Most scorpions are active at night. During the day they hide under dark crevices, under bark, stones, and litter on the ground. In houses, they are most often found in undisturbed areas such as closets, seldom-used shoes, or folded clothing.
Small, soft bodied insects and spiders. They will eat other species of scorpions and even small individuals of their own species. Small insects are eaten immediately, but larger prey are stung and eaten after they cease to struggle.
Female keeps eggs in sac, then carries hatchlings on back until they can fend for themselves. Male uses pincers to pull female on top of him to mate.

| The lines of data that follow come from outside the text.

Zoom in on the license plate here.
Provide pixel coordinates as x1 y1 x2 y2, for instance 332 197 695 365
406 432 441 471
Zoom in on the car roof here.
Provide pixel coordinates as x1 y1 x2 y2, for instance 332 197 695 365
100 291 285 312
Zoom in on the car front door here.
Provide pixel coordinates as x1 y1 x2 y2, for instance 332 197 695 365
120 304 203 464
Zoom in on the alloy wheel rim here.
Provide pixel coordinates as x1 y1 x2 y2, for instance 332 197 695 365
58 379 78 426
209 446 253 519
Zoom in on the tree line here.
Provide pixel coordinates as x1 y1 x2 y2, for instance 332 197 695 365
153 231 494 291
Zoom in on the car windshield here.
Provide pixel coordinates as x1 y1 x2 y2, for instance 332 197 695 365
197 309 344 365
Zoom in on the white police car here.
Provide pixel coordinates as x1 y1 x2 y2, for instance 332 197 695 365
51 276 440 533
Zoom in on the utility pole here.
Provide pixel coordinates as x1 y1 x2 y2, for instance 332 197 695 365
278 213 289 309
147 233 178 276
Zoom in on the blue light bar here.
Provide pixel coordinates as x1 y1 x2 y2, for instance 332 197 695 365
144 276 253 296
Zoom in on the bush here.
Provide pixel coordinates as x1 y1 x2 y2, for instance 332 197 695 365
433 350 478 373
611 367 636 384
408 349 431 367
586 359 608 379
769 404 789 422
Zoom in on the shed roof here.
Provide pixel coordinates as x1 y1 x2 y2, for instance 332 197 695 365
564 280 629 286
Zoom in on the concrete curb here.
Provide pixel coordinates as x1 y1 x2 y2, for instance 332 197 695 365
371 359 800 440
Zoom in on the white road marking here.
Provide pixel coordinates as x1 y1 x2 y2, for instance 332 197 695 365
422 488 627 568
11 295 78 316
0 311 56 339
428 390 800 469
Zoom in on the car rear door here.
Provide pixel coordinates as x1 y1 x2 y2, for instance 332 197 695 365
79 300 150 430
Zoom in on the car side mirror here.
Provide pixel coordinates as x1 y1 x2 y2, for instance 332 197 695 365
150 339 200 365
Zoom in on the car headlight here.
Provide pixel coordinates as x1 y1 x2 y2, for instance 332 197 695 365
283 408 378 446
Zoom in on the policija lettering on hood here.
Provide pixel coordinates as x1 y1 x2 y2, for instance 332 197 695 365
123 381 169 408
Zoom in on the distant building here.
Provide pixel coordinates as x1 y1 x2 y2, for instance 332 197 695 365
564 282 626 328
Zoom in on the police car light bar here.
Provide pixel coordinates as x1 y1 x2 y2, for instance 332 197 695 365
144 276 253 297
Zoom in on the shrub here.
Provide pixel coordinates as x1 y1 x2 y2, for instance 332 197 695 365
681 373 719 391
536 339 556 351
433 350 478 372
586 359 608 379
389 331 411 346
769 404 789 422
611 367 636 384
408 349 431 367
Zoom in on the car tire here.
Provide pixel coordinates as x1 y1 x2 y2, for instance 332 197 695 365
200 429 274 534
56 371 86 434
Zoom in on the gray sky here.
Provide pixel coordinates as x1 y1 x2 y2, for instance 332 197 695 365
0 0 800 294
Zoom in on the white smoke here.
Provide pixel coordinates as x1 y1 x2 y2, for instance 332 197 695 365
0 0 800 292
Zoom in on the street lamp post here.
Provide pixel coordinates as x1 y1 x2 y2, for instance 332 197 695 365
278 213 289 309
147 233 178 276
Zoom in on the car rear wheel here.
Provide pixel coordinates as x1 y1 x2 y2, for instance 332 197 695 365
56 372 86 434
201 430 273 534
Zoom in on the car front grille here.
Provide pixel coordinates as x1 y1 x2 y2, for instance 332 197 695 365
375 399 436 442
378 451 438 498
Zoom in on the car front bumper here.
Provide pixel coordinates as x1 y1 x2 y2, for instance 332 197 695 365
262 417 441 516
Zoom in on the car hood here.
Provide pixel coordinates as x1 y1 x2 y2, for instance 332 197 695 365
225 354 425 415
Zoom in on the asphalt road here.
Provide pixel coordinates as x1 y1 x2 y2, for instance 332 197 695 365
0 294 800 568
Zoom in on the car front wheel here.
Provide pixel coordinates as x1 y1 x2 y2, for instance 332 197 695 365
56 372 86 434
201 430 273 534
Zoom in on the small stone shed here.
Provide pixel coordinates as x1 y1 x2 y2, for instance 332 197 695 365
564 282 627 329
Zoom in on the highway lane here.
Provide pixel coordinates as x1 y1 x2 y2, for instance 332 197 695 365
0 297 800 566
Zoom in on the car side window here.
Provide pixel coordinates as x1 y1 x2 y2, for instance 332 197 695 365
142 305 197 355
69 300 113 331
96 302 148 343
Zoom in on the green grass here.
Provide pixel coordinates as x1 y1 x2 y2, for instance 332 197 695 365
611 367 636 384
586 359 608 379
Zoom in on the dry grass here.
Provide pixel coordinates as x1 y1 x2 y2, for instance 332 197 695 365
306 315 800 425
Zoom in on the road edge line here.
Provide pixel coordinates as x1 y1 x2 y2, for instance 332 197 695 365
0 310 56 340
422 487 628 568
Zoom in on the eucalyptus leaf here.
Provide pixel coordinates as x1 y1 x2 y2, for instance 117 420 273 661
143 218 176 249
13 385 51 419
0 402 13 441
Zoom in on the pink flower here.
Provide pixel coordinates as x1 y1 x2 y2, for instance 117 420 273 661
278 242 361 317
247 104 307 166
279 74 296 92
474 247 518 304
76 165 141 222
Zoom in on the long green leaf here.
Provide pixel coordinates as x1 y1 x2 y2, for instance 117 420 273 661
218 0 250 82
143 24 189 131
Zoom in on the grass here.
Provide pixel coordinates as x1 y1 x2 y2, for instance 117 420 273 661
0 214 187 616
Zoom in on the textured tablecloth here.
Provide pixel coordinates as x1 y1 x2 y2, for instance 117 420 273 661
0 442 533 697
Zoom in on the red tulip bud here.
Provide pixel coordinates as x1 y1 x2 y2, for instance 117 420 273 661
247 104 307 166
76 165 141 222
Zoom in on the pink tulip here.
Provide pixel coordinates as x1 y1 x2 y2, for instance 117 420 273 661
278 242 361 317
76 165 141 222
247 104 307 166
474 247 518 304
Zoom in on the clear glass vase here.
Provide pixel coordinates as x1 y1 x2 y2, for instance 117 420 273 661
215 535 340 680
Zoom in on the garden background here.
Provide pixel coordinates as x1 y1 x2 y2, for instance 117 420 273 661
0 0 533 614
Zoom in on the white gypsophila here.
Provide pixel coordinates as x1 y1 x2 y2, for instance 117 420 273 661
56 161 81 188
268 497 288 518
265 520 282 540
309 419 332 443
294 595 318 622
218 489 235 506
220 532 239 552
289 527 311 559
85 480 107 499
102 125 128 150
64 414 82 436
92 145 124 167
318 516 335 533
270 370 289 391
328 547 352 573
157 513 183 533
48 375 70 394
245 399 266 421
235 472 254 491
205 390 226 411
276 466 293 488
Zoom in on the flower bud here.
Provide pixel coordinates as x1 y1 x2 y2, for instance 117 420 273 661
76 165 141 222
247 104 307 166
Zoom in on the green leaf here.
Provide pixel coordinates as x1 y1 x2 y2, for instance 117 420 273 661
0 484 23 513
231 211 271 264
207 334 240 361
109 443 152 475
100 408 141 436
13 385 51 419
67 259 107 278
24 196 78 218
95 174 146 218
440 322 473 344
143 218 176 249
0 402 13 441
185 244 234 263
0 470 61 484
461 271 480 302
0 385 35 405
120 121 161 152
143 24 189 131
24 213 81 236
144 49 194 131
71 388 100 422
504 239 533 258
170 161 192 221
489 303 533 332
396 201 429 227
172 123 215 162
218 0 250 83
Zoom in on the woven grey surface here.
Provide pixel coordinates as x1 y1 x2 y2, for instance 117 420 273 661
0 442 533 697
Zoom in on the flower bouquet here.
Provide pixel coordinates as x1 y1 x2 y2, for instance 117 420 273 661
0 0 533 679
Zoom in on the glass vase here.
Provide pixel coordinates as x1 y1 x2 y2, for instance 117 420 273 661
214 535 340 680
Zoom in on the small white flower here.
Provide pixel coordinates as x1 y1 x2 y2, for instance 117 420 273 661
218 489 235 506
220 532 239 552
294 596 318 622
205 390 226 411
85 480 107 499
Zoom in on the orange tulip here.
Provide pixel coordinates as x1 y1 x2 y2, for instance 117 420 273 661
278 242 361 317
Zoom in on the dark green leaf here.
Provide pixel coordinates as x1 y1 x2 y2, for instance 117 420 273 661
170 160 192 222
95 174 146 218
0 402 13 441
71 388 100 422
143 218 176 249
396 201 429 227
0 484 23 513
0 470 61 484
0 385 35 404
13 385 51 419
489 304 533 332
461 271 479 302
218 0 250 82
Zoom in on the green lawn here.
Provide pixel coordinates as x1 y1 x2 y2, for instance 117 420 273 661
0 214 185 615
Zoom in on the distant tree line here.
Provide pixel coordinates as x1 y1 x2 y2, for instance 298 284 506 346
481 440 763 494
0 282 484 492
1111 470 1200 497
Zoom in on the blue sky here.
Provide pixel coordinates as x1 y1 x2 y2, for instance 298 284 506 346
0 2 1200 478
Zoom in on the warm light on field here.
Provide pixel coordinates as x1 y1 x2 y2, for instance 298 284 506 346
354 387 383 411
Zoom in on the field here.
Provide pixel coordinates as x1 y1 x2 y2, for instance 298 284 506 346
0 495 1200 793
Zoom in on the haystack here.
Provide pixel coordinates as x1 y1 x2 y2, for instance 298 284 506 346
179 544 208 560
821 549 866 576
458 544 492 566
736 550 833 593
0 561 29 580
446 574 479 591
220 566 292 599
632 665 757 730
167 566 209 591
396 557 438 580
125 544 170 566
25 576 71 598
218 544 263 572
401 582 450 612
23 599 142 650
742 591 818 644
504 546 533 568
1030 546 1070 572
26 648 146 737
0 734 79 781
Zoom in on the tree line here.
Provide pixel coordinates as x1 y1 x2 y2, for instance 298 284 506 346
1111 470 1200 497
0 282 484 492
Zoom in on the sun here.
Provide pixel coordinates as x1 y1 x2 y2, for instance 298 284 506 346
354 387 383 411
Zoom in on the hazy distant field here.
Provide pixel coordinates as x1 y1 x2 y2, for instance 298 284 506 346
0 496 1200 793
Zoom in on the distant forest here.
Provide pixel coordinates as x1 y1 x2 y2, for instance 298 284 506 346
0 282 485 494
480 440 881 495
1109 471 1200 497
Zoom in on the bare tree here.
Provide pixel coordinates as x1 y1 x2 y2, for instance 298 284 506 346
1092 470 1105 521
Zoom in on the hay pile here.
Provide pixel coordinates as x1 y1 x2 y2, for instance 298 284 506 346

They have poor eyesight, so do not stalk or chase prey, but lie in waiting to grab it with their pincers. Most species which enter houses are not very poisonous, their stings being comparable to those of bees or wasp. However, certain species in Arizona and New Mexico can be dangerous, such as the Centruroides gertschi Stahnke and Centruroides sculpteratus Ewing, which can reach lengths of 2 to 3 inches.
The first step in managing scorpions around dwellings is to remove all debris such as loose boards, rocks, stacked wood or any other materials under which they can hide. This will greatly reduce the numbers of scorpions which will be found in the area.